Auf der Auftakt-Pressekonferenz der Eurobike 2026 wurden wegweisende Trends, handfeste wirtschaftliche Daten und die zukünftige Marschrichtung der Leitmesse präsentiert. Angesichts eines herausfordernden Marktumfelds will die Messe ihr Profil ab 2027 deutlich schärfen, um als führende europäische B2B-Plattform für das Bike-Business, Ecomobility und Innovationen zu agieren. In Frankfurt präsentieren in diesem Jahr rund 800 Aussteller aus 44 Ländern ihre Neuheiten.

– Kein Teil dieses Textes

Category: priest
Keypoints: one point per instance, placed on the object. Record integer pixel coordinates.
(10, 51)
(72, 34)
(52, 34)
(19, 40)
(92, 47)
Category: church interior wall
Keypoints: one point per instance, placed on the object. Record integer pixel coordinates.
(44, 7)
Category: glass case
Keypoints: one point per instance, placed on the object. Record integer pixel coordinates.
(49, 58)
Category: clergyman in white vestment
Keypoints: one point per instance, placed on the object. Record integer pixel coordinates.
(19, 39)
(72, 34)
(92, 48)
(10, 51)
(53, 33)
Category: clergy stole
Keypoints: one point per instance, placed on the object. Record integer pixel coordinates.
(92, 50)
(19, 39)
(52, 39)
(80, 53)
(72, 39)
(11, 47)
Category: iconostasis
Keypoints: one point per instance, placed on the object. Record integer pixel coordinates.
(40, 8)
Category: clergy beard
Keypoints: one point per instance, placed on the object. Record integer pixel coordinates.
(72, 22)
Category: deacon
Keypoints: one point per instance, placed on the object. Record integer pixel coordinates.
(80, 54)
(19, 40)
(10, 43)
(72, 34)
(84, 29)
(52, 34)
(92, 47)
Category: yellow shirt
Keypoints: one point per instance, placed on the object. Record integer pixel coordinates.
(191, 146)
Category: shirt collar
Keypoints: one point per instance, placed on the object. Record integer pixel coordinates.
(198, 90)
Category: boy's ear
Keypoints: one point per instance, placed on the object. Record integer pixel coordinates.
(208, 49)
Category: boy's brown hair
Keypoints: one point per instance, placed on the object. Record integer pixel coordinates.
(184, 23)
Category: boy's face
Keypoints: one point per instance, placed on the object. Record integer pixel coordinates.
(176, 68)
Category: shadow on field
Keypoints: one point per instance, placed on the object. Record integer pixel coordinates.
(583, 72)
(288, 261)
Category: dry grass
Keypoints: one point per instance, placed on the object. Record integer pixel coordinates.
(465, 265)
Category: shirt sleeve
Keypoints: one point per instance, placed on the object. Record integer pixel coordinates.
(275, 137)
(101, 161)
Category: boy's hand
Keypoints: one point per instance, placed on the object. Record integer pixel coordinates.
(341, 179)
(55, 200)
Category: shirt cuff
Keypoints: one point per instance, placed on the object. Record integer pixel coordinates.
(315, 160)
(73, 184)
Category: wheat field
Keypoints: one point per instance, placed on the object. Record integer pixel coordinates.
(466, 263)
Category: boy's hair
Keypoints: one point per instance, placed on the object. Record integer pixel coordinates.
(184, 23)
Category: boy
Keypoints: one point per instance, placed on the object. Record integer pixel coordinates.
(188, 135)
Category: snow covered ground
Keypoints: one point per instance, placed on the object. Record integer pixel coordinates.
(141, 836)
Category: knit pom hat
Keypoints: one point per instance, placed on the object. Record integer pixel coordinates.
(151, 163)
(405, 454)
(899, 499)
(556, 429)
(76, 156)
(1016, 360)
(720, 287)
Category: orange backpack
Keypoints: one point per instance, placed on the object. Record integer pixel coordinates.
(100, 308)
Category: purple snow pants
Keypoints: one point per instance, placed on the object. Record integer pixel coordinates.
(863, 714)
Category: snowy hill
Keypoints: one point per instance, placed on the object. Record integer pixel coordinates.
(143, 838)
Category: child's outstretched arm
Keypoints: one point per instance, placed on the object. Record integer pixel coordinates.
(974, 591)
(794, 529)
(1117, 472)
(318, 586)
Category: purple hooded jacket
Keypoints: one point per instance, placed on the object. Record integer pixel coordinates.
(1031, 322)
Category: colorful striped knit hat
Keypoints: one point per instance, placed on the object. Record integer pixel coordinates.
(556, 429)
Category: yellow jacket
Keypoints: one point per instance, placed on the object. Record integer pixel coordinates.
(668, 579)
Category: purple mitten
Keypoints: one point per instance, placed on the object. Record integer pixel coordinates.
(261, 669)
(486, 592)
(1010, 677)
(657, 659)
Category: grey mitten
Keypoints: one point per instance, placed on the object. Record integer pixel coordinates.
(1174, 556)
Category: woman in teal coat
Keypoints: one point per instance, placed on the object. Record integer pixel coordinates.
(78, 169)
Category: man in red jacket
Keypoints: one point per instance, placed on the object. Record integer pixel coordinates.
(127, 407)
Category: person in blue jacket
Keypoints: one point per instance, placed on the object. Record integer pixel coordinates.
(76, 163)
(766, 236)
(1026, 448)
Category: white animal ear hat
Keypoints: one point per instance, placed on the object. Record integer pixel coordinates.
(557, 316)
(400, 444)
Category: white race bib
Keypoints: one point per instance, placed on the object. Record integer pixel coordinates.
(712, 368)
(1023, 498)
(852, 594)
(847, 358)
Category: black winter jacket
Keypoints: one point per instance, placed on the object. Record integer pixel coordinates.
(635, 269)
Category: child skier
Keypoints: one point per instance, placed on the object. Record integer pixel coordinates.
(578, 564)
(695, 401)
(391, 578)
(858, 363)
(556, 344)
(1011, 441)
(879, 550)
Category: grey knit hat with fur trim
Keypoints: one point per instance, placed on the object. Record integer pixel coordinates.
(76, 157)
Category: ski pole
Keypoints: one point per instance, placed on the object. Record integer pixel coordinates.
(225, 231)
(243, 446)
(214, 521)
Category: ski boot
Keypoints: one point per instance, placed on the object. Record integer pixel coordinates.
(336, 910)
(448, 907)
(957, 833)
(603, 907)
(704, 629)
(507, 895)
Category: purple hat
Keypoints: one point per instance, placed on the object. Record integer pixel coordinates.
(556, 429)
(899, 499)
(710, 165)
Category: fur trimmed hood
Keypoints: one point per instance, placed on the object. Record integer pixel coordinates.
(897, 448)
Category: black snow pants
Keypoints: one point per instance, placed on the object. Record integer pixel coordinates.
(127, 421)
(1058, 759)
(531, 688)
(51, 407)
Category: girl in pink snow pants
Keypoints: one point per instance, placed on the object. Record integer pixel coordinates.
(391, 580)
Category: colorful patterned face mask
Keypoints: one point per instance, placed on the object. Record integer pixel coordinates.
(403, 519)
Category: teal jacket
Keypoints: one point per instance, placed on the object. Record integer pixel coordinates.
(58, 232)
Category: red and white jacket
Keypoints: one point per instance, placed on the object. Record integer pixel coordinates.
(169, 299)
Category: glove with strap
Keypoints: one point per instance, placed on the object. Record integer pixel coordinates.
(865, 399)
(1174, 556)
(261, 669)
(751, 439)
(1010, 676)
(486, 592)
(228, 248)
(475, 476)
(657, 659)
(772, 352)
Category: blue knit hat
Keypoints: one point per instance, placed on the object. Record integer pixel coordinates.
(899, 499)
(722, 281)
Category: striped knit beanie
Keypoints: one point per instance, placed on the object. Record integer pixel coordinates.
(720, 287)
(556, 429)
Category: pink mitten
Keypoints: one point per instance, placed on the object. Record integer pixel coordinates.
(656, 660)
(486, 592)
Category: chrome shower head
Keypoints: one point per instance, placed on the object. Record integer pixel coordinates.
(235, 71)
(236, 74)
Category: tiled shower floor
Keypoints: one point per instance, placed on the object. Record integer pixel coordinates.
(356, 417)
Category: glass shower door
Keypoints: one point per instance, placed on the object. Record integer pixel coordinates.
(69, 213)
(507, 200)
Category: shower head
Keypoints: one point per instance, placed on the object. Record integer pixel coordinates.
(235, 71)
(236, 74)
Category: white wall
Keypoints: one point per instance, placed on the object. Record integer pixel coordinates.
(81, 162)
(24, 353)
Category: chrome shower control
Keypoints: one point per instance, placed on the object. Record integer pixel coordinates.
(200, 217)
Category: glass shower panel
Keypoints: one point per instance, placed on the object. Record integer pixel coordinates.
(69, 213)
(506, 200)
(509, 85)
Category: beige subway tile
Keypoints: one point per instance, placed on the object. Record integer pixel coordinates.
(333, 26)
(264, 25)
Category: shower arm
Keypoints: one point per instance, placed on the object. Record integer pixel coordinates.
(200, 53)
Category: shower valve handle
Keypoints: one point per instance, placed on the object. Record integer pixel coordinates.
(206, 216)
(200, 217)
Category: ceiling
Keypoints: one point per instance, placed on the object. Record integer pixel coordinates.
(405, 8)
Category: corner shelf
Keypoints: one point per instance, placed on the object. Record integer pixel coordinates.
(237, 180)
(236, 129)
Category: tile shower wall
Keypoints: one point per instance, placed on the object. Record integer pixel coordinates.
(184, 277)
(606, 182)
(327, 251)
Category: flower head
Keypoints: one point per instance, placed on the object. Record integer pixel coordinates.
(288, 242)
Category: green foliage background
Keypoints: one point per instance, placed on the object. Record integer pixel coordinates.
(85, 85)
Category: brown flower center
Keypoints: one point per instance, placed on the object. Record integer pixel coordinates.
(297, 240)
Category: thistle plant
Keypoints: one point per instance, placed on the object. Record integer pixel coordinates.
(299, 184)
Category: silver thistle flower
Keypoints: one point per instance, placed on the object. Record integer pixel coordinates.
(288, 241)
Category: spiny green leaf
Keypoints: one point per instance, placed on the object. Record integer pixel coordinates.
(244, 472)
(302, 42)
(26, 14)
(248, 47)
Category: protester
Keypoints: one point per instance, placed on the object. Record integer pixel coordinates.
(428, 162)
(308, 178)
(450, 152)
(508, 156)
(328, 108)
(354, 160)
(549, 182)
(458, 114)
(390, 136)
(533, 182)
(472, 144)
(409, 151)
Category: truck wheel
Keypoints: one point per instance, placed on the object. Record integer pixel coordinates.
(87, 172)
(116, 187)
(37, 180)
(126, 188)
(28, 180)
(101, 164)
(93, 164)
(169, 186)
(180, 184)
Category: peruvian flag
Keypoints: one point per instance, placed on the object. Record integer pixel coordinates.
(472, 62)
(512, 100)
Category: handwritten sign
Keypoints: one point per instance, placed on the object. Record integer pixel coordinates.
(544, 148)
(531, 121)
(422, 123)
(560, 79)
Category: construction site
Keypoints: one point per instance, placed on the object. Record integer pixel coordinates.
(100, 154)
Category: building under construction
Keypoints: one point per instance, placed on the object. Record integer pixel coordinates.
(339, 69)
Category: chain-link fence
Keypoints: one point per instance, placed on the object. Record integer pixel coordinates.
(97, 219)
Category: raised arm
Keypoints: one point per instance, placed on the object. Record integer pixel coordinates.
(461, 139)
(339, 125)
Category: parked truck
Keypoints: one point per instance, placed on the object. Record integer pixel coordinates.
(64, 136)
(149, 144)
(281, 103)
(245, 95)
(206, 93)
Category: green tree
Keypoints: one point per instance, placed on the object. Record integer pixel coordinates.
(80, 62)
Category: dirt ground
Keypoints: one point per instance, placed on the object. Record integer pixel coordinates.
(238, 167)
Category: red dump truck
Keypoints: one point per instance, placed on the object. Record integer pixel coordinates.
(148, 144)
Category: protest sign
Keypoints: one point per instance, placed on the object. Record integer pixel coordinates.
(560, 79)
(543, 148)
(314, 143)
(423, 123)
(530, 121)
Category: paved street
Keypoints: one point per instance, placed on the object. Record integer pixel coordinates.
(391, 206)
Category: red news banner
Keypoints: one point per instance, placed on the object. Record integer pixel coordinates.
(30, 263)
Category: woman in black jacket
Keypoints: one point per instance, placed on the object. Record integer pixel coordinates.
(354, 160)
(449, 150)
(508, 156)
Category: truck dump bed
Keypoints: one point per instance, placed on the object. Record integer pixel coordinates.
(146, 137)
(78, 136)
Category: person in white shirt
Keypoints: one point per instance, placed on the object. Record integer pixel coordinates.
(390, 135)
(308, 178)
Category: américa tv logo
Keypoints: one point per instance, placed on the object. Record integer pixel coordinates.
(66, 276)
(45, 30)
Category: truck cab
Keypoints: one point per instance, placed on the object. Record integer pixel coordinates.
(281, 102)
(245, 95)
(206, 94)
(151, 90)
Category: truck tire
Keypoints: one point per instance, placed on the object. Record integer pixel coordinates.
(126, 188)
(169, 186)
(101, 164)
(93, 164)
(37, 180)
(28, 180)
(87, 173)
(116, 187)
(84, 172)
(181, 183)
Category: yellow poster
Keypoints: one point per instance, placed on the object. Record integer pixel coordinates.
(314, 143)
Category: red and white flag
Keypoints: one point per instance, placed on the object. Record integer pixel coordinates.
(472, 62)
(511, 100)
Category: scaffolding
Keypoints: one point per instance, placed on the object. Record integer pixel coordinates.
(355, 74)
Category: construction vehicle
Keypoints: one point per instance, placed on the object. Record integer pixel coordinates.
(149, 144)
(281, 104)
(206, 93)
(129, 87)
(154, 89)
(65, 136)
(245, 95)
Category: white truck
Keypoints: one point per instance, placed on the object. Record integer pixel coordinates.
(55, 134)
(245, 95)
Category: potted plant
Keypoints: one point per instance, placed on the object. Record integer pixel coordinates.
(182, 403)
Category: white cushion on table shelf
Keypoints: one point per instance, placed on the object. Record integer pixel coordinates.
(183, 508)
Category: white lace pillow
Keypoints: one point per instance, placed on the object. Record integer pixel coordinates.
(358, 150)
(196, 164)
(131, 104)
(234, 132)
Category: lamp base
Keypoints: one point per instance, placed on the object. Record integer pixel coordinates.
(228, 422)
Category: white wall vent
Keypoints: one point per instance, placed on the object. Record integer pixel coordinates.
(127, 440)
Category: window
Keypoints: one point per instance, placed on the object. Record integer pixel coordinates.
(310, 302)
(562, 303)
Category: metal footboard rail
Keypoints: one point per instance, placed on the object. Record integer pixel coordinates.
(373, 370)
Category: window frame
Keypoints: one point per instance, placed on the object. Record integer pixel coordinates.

Philipp Ferger, Geschäftsführer des Veranstalters Fairnamic GmbH, erklärte am vorgelagerten Media Day die nächsten Entwicklungsschritte der Eurobike. Ziel ist es, die internationale Leitmesse noch konsequenter an den Bedürfnissen des Marktes auszurichten und ihre Rolle als zentrale B2B-Plattform weiter auszubauen. Ferger betonte die Notwendigkeit des Wandels: „Die Branche braucht einen starken internationalen Treffpunkt für persönliche Begegnung. Deshalb entwickeln wir die Eurobike konsequent weiter – fokussierter und noch näher an den Bedürfnissen unserer Aussteller, Fachbesucher und Marktpartner. Wir freuen uns über rund 800 Aussteller aus 44 Ländern, die hier in Frankfurt vom 24. bis 27. Juni ihre Neuheiten präsentieren.“
Dass der persönliche Austausch wichtiger wird, belegen aktuelle Marktdaten des IFH Köln. Dr. Ralf Deckers, Bereichsleiter Strategic Insights & Analytics und Mitglied der Geschäftsleitung, lieferte dazu die Zahlen einer internationalen Befragung. Demnach belasten geopolitische Unsicherheiten die Branche. Konkret erwarten 70 Prozent der Befragten steigende Einkaufspreise, 61 Prozent sehen eine allgemein wachsende Unsicherheit und 55 Prozent rechnen mit weiterem Margendruck. Dennoch gibt es erste Lichtblicke im Geschäftsklima. Für 73 Prozent der Marktteilnehmer sind persönliche Netzwerke und für 68 Prozent direkte Lieferantenbesuche die relevantesten Kanäle. Deckers ordnete die Lage ein: „Die Branche muss sich in einem anspruchsvollen wirtschaftlichen Umfeld behaupten. Belastend wirken vor allem geopolitische Unsicherheiten.“
Riesiges Umsatzpotenzial durch weibliche Zielgruppen
Eine aktuelle Untersuchung von Women in Cycling Germany und dem IFH Köln zeigt ein massives, bislang ungenutztes Wachstumspotenzial: Frauen. Während der deutsche Gesamtmarkt bis 2030 voraussichtlich stagnieren wird, könnten durch eine gezielte und veränderte Ansprache weiblicher Zielgruppen zusätzliche Umsätze von bis zu 950 Millionen Euro generiert werden. Laut der Untersuchung geht es dabei weniger um eine gänzlich neue Nachfrage, sondern um den gezielten Abbau bestehender Zugangsbarrieren. Isabell Eberlein, Geschäftsführerin von Velokonzept und Gründerin von Women in Cycling Germany, brachte es auf den Punkt: „Die Fahrradbranche hat kein Nachfrageproblem, sie hat ein Zugangsproblem. Wer statt über Technik stärker über Sicherheit, Komfort und Alltagstauglichkeit spricht, erschließt erhebliches Wachstumspotenzial.“
Digitale Disruption und die Herausforderung für Messen
Hannes Neupert, Experte für EPACs und Mikromobilität, prognostiziert der Branche eine technologische Umbruchphase, die mit den großen Mobilitätsrevolutionen des frühen 20. Jahrhunderts vergleichbar sei. Software durchdringt zunehmend alle Bereiche, von der Fahrzeugsteuerung bis zum Nutzererlebnis, wodurch die Grenzen zwischen Hardware- und Softwareunternehmen verschwimmen. Dies stellt auch Messen vor neue Aufgaben, da Software physisch schwerer darzustellen ist als ein klassisches Fahrrad. Neupert richtete einen eindringlichen Appell an alle Marktteilnehmer: „Gerade in einer Welt zunehmender Digitalisierung gewinnen physische Veranstaltungen an Bedeutung, weil sie den direkten Vergleich von Produkten, Technologien und Anwendungen ermöglichen. Allerdings ist es nicht einfach, Software als Messeinhalt zu thematisieren. Hier braucht es signifikant neu gedachte Ansätze.“
Die Eurobike findet vom 24. bis 27. Juni 2026 in Frankfurt statt, wobei der letzte Messetag als Publikumstag deklariert ist.